The impact of uncertainty in natural sciences
Most of the hypotheses in natural science are substantiated with an acute reliance on pre-defined models. We often make a prediction which will then either be proved through experimentation or model testing. For example, in an average clinical institute, symptoms of a disease will normally be provided by a patient.
The medical practitioner attending to the patient will then use his knowledge of associated symptoms to diagnose the patient’s ailment. If experimental methods are used to diagnose symptoms, the final inferences made will still depend on existing models which link observed traits to known conditions.
The more refined this process is, the more successful it becomes in determining the cause.

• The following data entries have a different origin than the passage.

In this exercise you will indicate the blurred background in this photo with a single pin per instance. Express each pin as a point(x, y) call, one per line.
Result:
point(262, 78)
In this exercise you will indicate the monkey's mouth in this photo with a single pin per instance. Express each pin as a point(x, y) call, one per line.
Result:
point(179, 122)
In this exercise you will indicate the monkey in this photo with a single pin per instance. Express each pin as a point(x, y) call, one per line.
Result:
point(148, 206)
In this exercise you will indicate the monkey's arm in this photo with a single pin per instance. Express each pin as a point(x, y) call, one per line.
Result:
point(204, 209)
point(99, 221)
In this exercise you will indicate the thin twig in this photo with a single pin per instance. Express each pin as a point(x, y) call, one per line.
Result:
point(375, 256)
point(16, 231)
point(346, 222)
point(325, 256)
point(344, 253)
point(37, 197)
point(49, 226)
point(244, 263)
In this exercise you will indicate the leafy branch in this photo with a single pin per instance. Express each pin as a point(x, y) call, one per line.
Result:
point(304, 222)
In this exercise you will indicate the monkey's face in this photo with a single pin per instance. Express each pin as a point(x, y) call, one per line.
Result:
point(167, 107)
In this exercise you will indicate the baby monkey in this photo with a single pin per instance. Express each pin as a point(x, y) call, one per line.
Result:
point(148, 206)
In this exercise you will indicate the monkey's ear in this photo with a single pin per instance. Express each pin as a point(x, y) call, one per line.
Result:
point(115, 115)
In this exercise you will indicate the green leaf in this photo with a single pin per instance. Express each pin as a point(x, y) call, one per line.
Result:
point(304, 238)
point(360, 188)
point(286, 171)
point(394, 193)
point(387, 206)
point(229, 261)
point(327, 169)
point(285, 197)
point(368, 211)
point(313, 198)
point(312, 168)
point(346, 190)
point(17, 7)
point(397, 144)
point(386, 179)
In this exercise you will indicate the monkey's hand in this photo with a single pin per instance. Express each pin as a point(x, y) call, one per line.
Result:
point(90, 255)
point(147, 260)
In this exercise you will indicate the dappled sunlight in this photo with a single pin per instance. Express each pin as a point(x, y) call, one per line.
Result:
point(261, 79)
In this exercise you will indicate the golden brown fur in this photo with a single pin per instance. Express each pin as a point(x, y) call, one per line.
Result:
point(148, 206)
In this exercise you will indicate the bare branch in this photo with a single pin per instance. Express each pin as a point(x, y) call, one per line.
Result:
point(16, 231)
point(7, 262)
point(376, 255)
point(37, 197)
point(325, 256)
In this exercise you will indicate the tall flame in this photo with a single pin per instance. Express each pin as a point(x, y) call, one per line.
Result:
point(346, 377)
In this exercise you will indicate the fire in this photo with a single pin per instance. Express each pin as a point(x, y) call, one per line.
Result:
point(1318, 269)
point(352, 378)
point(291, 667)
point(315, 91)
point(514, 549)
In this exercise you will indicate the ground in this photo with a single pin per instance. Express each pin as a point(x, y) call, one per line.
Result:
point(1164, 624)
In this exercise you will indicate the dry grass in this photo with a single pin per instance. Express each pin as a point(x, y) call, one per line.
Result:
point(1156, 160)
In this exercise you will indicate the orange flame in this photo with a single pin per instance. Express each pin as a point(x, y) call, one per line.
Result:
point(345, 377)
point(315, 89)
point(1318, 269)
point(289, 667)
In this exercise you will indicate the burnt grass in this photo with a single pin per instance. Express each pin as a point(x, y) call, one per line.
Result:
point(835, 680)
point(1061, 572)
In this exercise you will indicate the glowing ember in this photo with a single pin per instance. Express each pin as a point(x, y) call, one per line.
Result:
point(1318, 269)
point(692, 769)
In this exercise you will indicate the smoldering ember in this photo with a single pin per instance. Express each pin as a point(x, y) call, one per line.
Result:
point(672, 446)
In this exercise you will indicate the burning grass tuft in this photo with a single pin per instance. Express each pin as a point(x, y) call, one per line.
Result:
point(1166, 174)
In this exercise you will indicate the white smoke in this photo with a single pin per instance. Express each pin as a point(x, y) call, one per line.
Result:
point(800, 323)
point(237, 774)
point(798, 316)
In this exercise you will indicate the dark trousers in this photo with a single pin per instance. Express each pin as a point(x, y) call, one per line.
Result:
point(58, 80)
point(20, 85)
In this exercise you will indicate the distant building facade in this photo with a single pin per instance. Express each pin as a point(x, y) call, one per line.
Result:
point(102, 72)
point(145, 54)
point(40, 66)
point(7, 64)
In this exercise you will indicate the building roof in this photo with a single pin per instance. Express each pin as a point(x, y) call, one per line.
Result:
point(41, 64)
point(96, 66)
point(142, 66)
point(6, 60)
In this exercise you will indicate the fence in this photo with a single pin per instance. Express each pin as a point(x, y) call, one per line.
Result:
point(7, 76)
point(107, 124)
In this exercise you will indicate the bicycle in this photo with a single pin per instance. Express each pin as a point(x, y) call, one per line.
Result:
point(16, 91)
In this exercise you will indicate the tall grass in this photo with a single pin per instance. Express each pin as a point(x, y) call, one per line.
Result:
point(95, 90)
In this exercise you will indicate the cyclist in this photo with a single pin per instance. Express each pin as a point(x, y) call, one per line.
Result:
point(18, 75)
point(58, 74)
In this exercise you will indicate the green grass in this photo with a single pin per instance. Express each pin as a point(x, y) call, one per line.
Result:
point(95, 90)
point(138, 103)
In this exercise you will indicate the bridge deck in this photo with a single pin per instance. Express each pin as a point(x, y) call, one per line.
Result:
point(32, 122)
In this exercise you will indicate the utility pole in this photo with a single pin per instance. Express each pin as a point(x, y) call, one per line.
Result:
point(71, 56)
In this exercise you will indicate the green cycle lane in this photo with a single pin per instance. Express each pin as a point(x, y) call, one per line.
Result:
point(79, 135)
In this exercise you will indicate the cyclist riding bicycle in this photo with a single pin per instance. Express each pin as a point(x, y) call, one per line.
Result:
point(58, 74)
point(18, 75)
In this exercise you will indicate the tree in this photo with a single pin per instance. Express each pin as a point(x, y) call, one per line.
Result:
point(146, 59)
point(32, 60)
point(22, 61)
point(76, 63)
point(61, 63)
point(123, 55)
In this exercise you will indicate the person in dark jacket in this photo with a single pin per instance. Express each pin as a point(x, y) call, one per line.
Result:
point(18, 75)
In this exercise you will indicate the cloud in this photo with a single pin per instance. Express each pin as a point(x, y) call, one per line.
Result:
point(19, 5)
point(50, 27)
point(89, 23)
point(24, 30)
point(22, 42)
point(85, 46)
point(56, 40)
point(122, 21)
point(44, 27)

Possibilities of models that have not been discovered still exist and this is normally characterized in events that lead to the discovery of new diseases and pathogens. In essence, we see a process where scientific method is used to discover new problems in the course of resolving others. The complexity of such diagnosis methodologies can preempt proper treatment when a set of symptoms can be linked to a wider variety of ailments or syndromes.
In ecological research, hypotheses are often evaluated through statistical methods. Statistical methods make use of probabilistic and inductive reasoning methods to base their arguments. The numerical evidence to support a hypothesis is often confined to a set of queries which emanate from presumptions about the model that can be used to test the hypothesis (Hobbs & Hilborn, 2006).
It can thus be shown that to a large extent that the enormous set of possible variables that pertain to all phenomena in the natural sciences may inhibit proper applicability of the scientific method in developing a sound understanding of these topics. Uncertainty hence provides a useful device for continually eliminating the margins of error that exist in current scientific knowledge.
Gendron, R.P. (n.d.) Observation and Hypothesis Testing In Ecology. Web.
Hobbs, N.T. & Hilborn, R. (2006) ‘Alternatives to Statistical Hypothesis Testing In Ecology: A Guide to Self Teaching.’ Ecological Applications 16(1), 5-19. Web.
Stanford Encyclopedia of Philosophy. (2007). Roger Bacon. Web.